An agar drop buy Quizartinib containing a putative attractant or repellent was placed around the centre of a flow chamber and the behaviour of free-swimming cells was analysed under a microscope. MAA showed that L. biflexa cells gradually accumulated around an agar drop that contained an attractant such as glucose. Leptospira cells often spin without migration by transformation of their cell body. The frequency at which cells showed no net displacement decreased with a higher glucose concentration, suggesting that sensing an attractive chemical allows these cells to swim more smoothly. Investigation of the chemotactic behaviour of

these cells in response to different types of sugars showed that fructose and mannitol induced negative chemotactic responses, whereas xylose and lactose were non-chemotactic for L. biflexa. The MAA developed in this study can be used to investigate other chemoattractants and repellents. “
“The cellulase-producing fungal strain Y-94, isolated in Japan and invalidly described as Acremonium cellulolyticus nom. nud. strain Y-94, seldom forms Napabucasin concentration enteroarthric conidia under nutrient starvation conditions.

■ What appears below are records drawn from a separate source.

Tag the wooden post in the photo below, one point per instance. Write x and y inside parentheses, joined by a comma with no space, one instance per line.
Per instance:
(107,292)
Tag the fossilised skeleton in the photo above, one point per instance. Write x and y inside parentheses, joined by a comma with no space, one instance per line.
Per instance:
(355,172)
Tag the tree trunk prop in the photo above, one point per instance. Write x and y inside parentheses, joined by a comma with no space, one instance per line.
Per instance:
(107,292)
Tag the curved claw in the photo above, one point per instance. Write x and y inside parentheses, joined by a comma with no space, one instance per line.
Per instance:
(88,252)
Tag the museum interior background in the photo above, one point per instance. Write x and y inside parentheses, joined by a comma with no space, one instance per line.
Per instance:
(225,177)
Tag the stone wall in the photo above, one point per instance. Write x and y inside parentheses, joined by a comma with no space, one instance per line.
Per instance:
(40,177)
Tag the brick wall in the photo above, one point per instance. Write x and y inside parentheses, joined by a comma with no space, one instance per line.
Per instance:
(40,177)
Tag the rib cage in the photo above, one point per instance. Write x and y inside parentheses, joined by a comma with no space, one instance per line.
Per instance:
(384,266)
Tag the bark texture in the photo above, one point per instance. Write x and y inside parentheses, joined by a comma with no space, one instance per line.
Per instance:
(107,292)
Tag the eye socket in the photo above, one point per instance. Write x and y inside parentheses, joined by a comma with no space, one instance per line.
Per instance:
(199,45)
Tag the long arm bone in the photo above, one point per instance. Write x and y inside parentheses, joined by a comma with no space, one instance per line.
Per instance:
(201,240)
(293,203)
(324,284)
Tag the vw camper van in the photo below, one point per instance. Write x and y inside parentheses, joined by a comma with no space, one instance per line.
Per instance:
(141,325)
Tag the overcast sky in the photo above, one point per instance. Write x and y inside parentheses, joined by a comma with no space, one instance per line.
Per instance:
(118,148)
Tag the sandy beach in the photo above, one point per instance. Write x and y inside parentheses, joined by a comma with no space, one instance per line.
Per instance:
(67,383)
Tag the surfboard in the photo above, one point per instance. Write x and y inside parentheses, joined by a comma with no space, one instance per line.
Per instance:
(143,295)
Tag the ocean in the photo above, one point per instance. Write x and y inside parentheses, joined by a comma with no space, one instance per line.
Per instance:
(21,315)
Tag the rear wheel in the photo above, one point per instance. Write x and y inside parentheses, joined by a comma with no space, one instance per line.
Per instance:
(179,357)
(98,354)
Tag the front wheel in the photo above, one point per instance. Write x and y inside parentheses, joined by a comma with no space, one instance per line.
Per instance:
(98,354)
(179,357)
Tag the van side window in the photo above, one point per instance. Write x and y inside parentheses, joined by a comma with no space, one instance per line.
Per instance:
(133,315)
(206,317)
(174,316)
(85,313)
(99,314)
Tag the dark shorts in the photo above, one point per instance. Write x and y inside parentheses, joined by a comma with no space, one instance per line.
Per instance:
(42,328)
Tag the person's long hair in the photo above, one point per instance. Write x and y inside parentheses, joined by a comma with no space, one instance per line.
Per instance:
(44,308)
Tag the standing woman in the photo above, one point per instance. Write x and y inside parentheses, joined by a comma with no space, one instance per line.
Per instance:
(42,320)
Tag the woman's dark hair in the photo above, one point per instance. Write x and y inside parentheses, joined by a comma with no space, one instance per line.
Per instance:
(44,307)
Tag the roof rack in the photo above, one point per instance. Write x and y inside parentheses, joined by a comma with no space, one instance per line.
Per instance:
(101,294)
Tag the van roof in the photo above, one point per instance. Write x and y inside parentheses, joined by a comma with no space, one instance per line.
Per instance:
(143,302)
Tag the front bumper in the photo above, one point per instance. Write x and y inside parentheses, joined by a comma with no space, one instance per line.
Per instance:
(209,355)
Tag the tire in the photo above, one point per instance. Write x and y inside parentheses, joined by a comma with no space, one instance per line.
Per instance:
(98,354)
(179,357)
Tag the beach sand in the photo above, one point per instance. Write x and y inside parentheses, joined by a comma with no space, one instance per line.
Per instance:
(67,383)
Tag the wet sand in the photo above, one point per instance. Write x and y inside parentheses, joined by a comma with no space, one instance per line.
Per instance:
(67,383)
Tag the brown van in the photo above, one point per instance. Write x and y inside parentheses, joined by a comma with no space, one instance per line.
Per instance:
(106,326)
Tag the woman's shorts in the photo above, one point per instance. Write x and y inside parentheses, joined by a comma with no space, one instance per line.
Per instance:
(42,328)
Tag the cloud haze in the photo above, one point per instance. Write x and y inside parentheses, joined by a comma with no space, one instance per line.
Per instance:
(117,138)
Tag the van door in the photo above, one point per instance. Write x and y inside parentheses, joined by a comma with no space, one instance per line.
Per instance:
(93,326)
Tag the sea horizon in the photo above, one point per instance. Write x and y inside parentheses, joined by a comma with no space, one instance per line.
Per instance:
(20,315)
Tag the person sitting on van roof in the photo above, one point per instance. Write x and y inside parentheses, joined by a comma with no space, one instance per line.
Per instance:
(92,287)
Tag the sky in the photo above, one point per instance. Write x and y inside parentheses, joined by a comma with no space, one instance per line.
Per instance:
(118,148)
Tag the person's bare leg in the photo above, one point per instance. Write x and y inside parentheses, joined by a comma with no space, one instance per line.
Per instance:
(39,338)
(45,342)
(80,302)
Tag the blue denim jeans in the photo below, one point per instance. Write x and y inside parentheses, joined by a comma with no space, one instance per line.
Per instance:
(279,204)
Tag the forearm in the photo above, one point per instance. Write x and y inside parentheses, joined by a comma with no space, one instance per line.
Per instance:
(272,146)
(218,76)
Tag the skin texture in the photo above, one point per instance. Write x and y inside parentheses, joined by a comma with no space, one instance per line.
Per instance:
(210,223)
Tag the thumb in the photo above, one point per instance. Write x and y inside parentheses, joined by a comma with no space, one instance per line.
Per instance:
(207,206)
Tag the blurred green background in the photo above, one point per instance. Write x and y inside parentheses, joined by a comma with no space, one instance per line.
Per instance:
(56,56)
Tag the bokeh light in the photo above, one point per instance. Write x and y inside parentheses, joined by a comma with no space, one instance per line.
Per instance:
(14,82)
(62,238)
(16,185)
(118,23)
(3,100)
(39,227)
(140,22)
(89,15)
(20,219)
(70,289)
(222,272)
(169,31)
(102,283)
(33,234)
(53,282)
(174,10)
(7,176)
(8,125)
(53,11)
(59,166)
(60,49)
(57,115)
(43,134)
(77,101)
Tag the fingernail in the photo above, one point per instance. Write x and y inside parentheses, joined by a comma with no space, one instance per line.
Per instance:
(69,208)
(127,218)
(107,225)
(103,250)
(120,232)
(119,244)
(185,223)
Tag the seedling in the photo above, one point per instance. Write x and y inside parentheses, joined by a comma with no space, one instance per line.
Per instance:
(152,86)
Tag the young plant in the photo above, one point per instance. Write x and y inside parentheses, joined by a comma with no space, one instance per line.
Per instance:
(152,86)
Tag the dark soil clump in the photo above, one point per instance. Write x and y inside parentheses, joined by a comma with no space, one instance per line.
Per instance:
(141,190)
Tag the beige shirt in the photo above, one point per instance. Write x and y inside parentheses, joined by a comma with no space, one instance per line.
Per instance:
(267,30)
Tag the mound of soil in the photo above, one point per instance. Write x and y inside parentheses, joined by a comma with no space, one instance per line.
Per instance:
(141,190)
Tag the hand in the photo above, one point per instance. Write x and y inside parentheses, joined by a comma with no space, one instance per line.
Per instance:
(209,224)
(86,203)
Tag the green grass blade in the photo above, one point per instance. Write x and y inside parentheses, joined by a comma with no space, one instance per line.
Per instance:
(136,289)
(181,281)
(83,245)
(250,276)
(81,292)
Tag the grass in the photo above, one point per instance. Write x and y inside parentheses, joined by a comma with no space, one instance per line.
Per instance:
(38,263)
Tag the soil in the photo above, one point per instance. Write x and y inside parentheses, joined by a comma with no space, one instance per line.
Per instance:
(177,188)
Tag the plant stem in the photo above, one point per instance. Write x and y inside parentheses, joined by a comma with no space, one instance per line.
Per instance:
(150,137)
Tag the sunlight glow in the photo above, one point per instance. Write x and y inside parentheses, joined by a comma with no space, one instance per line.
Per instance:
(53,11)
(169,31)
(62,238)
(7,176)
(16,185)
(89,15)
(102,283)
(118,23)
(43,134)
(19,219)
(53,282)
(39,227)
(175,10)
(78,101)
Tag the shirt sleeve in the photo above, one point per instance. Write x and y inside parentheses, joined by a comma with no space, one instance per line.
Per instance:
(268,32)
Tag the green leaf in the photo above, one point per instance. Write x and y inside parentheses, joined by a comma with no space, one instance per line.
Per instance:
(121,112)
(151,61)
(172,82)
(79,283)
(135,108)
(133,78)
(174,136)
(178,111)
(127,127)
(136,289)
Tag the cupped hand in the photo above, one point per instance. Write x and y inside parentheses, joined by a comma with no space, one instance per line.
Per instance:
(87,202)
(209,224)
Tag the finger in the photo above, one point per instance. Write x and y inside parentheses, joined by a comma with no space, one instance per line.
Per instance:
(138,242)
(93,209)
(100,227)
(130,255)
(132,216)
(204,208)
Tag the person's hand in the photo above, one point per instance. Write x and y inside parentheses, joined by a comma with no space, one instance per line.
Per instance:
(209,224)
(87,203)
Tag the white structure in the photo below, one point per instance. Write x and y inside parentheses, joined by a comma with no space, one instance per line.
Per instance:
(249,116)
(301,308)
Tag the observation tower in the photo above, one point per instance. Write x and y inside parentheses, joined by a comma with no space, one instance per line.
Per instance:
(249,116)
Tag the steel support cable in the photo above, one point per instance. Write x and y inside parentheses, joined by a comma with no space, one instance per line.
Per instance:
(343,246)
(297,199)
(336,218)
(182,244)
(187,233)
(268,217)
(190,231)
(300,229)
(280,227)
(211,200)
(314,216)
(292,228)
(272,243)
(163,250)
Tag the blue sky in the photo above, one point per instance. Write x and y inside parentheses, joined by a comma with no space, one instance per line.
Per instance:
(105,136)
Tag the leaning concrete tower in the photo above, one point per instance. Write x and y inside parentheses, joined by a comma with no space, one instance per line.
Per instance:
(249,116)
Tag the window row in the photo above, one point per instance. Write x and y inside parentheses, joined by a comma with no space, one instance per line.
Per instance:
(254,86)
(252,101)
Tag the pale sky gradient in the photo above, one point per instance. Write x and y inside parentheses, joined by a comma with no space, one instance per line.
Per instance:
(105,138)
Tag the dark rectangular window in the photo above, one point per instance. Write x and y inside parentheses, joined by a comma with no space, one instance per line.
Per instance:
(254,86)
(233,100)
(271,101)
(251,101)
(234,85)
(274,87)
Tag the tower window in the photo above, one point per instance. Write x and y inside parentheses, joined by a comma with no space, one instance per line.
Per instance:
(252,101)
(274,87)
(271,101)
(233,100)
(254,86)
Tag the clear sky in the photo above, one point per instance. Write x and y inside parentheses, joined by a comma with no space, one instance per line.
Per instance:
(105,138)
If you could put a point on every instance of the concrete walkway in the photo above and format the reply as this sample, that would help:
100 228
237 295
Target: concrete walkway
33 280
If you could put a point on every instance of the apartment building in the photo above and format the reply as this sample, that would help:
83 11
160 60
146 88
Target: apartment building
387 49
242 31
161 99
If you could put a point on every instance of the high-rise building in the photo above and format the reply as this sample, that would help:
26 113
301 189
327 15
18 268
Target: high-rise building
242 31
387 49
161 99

Phylogenetic analysis using ITS1-5.8S-ITS2 and RNA polymerase II large subunit gene sequences revealed that strain Y-94 is closely related to Talaromyces, given that these Y-94 sequences showed 100% identity with those of Talaromyces pinophilus NBRC 100533T. By

contrast, the identity between β-tubulin-encoding Non-specific serine/threonine protein kinase genes from strain Y-94 and T. pinophilus NBRC 100533T was 98.1%. Morphological

and phenotypic differences between these strains in colony color, conidiophore formation, and cellulase productivity were observed. Together, these data indicated that strain Y-94 belonged to the genus Talaromyces. We propose that strain Y-94 is a new species, Talaromyces cellulolyticus, on the basis of morphology and molecular evidence. The ex-holotype is Y-94 (= FERM BP-5826, CBS 136886 [holotype] TNS-F-48752). “
“It is widely accepted that antibiotics provide a critical selective pressure for the horizontal transfer of antibiotic resistance between bacterial species. This study demonstrated that a combination of low doses of kanamycin and streptomycin, which inhibited the growth of recipient and donor cells, respectively, had positive effects on the transmission of the conjugation plasmids pRK2013, pSU2007, and RP4 from Escherichia coli DH5α to HB101 at their minimum inhibitory concentrations (MICs). Administration of either antibiotic alone as well as other antibiotics in combination or alone did not have this effect. Two-dimensional electrophoresis revealed that 60 proteins were downregulated and 14 proteins were upregulated in the conjugation of E. coli DH5α (pRK2013) and HB101 in the presence of kanamycin and streptomycin. Of these proteins, 64 were subsequently identified by mass spectrometry.